Le Musée des enfants crée ainsi, sans pour autant utiliser de technologie moderne (comme les écrans), un côté interactif et ludique. « On assimile, plus en étant acteur, l’interaction est primordiale pour marquer les enfants. […] Tout est fait pour qu’ils n’aient aucune difficulté de compréhension, et surtout c’est un espace ludique où on s’amuse en apprenant plein de nouvelles choses.
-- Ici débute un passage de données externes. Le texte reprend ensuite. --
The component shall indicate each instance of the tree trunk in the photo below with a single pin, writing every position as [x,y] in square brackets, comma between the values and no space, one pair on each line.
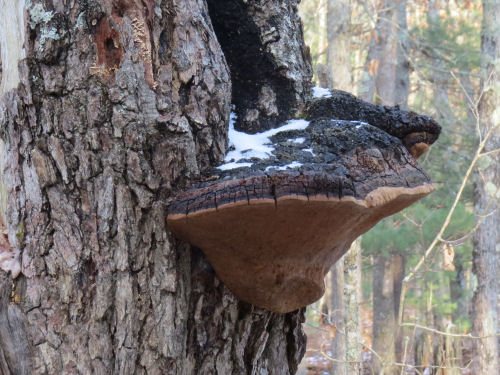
[352,301]
[338,52]
[485,253]
[384,317]
[115,107]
L’autre jour, une enfant m’a même dit que quand elle sera grande, elle voulait être elle aussi conservatrice de musée ! C’est touchant », s’émeut Soria Makti.
À noter qu’un très intéressant livret ludique est aussi mis à disposition pour prolonger la visite.
Alors vous aussi, courez découvrir ce superbe musée, qui accueillera dès septembre une nouvelle exposition : « Marseille, une histoire d’amour mettra à l’honneur les artistes qui sont nés ou se sont installés à Marseille, comme le sculpteur Pierre Puget, ou plus près de nous César, et qui contribuent à faire le renom de cette ville. Marseille, on l’aime parce qu’on y est né ou par adoption. Un peu comme dans le mythe sur sa naissance qui est due à l’histoire d’amour entre Gyptis et Protis ! »
JP Soares
Quand la nature s’en mêle : jusqu’au 7/07 au Musée des enfants de la Ville de Marseille / Préau des Accoules (29 Montée des Accoules, 2e).